How to use a spaCy pattern in Prodigy

In my spaCy models, I need to not split on dashes and I've used the following pattern:

{"IS_ASCII": True}, {"ORTH": "-"}, {"IS_ASCII": True}

As a brand new user to Prodigy however, I can't figure how how to incorporate this into my ner.make-gold training. It looks like I need to make a pattern file, but I'm not sure where to pass that and what the format of it is supposed to be. Thanks for the help!

I've looked in the forums already for:

Hi! Sorry if this wasn't fully clear – I'll see if we can add the pattern file details more prominently in the docs :slightly_smiling_face:

The good news is, spaCy patterns are fully compatible with Prodigy. So in order to use your existing patterns, all you have to do is create a file like patterns.jsonl containing one object per line, each with a key "label" and "pattern". For example:

{"label": "YOUR_LABEL", "pattern": [{"IS_ASCII": true}, {"ORTH": "-"}, {"IS_ASCII": true}]}

This is also the same format used by spaCy's new EntityRuler btw – so if you've been working with that, you can reuse the exact same patterns files.

To test your patterns, you can use the ner.match recipe, which will show you all matches in the data and ask you to accept / reject them. For example:

prodigy ner.match your_dataset en_core_web_sm /path/to/your_data.jsonl /path/to/patterns.jsonl --label YOUR_LABEL

The ner.make-gold workflow currently doesn't have a --patterns argument – it really only goes through the doc.ents set by a spaCy model, pre-highlights them in the texts and lets you correct those entities manually. However, thanks to spaCy v2.1 and the new EntityRuler, you can still make this work:

  • Create a new EntityRuler and add your patterns to it (see here for more info).
  • Load a pre-trained model and add the entity ruler to the pipeline.
  • Save the modified model with the entity ruler to disk using nlp.to_disk – the entity ruler and its patterns will be serialized automatically and loaded back in when you load the model. The doc.ents set by that model now include the pattern matches.
  • Load the saved model into ner.make-gold and annotate entity predictions plus pattern matches.
prodigy ner.make-gold your_dataset /path/to/saved-model /path/to/your_data.jsonl --label YOUR_LABEL

Thanks for the help @ines! I feel like I’m much closer, and while the EntityRuler recognizes my pattern, the text displayed to the user is still segmented.

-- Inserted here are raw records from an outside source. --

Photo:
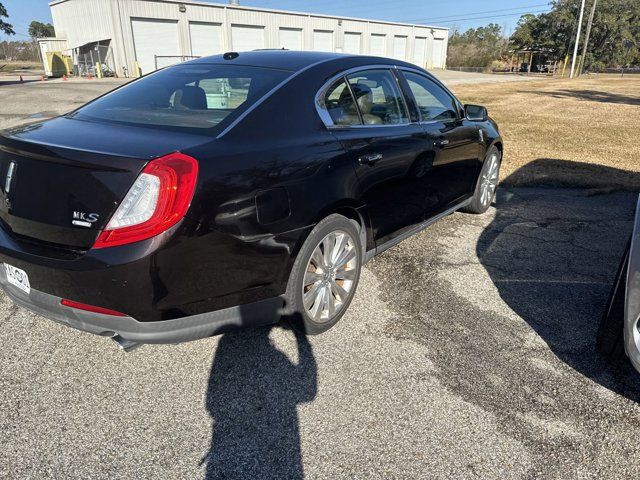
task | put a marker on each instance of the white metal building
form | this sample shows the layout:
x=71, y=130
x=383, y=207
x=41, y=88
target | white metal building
x=156, y=33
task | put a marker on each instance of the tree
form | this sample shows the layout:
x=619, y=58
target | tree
x=4, y=26
x=477, y=47
x=41, y=30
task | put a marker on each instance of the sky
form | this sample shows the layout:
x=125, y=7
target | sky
x=462, y=14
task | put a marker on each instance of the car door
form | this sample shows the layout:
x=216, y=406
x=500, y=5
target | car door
x=371, y=120
x=457, y=141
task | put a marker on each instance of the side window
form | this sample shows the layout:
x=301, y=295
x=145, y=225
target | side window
x=340, y=105
x=379, y=98
x=433, y=102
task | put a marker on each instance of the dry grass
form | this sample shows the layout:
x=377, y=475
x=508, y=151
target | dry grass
x=584, y=132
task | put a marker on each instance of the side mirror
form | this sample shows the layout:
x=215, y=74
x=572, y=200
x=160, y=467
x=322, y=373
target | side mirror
x=475, y=113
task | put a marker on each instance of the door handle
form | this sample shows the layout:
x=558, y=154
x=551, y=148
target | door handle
x=370, y=159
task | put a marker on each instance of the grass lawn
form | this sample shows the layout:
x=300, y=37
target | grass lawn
x=584, y=132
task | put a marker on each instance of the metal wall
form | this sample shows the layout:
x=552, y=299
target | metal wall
x=84, y=21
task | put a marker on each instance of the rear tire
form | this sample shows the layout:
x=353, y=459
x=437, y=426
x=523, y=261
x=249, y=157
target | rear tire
x=487, y=183
x=324, y=276
x=610, y=339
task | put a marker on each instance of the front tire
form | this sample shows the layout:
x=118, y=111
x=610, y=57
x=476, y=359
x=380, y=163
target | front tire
x=487, y=183
x=610, y=339
x=325, y=275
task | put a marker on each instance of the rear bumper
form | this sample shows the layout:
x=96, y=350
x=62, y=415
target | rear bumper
x=178, y=330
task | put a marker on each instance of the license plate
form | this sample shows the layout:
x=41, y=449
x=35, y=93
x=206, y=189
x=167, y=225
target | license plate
x=18, y=278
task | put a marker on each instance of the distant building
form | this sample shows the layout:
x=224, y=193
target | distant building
x=157, y=33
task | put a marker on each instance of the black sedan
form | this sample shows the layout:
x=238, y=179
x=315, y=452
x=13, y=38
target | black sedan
x=233, y=190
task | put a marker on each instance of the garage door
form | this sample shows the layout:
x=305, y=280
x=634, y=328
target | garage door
x=378, y=45
x=400, y=47
x=245, y=38
x=352, y=43
x=146, y=33
x=206, y=39
x=437, y=53
x=291, y=38
x=323, y=40
x=420, y=51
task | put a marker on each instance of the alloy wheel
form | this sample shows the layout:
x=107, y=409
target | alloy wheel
x=330, y=276
x=489, y=181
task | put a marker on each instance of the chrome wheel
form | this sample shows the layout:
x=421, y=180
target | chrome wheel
x=489, y=180
x=330, y=276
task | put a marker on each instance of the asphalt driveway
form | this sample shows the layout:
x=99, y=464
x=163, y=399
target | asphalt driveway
x=468, y=353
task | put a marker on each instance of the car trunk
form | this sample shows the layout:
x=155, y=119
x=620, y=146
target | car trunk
x=60, y=181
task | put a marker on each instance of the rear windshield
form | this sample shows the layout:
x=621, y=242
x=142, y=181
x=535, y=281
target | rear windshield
x=185, y=97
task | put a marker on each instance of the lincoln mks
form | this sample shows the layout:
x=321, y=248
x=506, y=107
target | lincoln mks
x=233, y=190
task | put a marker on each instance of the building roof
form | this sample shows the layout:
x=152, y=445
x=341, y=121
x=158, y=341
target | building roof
x=271, y=10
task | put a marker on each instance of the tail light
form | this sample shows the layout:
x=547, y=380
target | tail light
x=158, y=199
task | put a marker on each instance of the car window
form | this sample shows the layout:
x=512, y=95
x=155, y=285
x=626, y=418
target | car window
x=186, y=97
x=341, y=106
x=433, y=102
x=378, y=97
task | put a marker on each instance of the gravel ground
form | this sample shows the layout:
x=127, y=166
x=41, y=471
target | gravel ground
x=468, y=353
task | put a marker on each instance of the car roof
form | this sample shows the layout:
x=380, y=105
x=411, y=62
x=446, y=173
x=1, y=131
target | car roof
x=287, y=59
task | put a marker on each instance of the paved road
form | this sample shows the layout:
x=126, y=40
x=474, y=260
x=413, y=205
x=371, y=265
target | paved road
x=468, y=353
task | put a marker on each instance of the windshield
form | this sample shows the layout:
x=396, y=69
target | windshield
x=185, y=97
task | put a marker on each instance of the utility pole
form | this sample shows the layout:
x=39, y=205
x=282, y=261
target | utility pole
x=586, y=37
x=575, y=48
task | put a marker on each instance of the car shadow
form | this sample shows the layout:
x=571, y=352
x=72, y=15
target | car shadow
x=252, y=397
x=552, y=257
x=589, y=95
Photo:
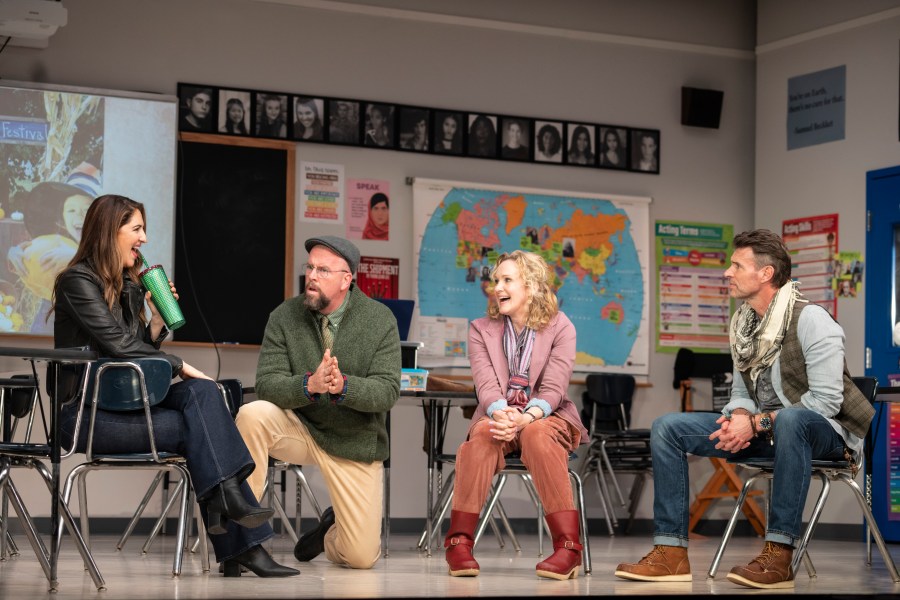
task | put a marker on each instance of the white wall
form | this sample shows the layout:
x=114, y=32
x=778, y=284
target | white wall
x=534, y=70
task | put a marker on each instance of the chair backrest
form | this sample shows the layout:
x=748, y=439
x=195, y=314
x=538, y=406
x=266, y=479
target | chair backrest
x=18, y=397
x=120, y=382
x=606, y=403
x=868, y=386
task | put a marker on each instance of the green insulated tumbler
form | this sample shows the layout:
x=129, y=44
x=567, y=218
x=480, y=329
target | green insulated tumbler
x=155, y=280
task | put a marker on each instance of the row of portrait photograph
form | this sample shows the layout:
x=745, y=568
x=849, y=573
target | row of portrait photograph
x=210, y=109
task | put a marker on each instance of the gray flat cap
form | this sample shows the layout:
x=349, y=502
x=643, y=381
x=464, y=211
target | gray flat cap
x=343, y=248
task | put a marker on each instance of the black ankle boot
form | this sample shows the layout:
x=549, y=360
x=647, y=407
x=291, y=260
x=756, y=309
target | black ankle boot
x=257, y=560
x=227, y=502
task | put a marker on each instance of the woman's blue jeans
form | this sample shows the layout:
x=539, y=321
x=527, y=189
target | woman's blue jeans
x=800, y=436
x=194, y=422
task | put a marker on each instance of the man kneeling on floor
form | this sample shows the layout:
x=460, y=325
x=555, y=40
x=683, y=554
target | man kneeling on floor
x=792, y=401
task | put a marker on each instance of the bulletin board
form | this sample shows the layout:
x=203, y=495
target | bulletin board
x=234, y=236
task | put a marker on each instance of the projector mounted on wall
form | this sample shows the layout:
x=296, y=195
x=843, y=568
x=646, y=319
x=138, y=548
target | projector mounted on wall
x=30, y=23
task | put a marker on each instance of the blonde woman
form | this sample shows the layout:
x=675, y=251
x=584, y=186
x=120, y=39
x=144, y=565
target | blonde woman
x=522, y=355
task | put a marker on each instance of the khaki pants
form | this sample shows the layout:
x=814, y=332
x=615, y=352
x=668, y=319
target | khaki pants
x=544, y=445
x=356, y=488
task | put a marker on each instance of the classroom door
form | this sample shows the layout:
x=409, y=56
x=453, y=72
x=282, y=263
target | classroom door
x=882, y=273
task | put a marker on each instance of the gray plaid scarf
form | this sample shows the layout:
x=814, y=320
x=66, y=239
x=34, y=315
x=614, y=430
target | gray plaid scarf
x=755, y=341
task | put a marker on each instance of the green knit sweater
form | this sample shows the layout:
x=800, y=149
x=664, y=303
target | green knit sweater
x=367, y=346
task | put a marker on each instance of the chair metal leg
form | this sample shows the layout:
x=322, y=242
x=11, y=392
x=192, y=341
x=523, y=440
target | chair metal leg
x=184, y=515
x=140, y=510
x=202, y=539
x=612, y=473
x=578, y=493
x=605, y=501
x=66, y=517
x=285, y=520
x=489, y=509
x=729, y=528
x=159, y=526
x=506, y=525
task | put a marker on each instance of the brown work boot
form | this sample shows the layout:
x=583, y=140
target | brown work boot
x=663, y=563
x=770, y=570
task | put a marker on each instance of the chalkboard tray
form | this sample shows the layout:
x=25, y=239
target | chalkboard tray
x=234, y=236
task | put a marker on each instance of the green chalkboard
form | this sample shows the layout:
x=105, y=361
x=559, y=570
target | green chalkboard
x=233, y=236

Here’s a complete minimal working example trying to follow the instructions you laid out:

First create a custom model and test that it works:

from spacy.lang.en import English
from spacy.pipeline import EntityRuler

nlp = English()
ruler = EntityRuler(nlp)

keep_dash = [{"IS_ASCII": True}, {"ORTH": "-"}, {"IS_ASCII": True}]
patterns = [{"label":"keep_dash", "pattern":keep_dash}]

ruler.add_patterns(patterns)
nlp.add_pipe(ruler)
nlp.to_disk('custom_model')

doc = nlp(u"Funding support from fictional grant P50 CA032133-06A7 (Hoppe).")
print([(ent.text, ent.label_) for ent in doc.ents])

this has the output as expected: [('CA032133-06A7', 'keep_dash')]. My pattern has matched and is one token. Now create a simple jsonl file to test with a single line:

{"text":"Funding support from fictional grant P50 CA032133-06A7 (Hoppe)."}

Running the matcher with

prodigy ner.manual segmentation_task custom_model problem_with_dashes.jsonl --label "GRANT_NUM"

Still seems to tokenize the pattern:

How can I get this to be displayed as a single token to the user, the way the original text has it?

Glad to hear my reply was helpful!

One thing that's very important to note here: the matcher or entity ruler does not change the tokenization! Your pattern matches 3 tokens, and the matched span CA032133-06A7 still consists of three tokens. The tokens aren't all followed by whitespace, but they're still three separate tokens. (You can check this by printing [token.text for token in doc] or [token.text for token in ent], the entity span). The entity ruler only helps find those tokens, creates a Span object containing those tokens and a label and adds that span to the doc.ents.

I think you want to be running ner.make-gold instead of ner.manual?

The ner.manual recipe will just stream in the text and ask you to highlight things manually. The model will be used only for tokenization, i.e. splitting the text into tokens to make highlighting easier (because the selection can snap to the token boundaries). When you highlight one or more tokens, they'll be displayed with a yellow background. But they'll still be separate tokens. Prodigy just displays them slightly spaced out, so it's easier to see that they are separate tokens.

The ner.make-gold recipe helps you label more efficiently because it also uses the entities assigned by the model and pre-highlights them. So if your model already assigns entities (via the statistical entity recognizer or a rule-based process like the entity ruler), this makes annotation faster, because ideally, you need to label less. All entity spans in the doc.ents will be added as "spans" in Prodigy and pre-highlighted.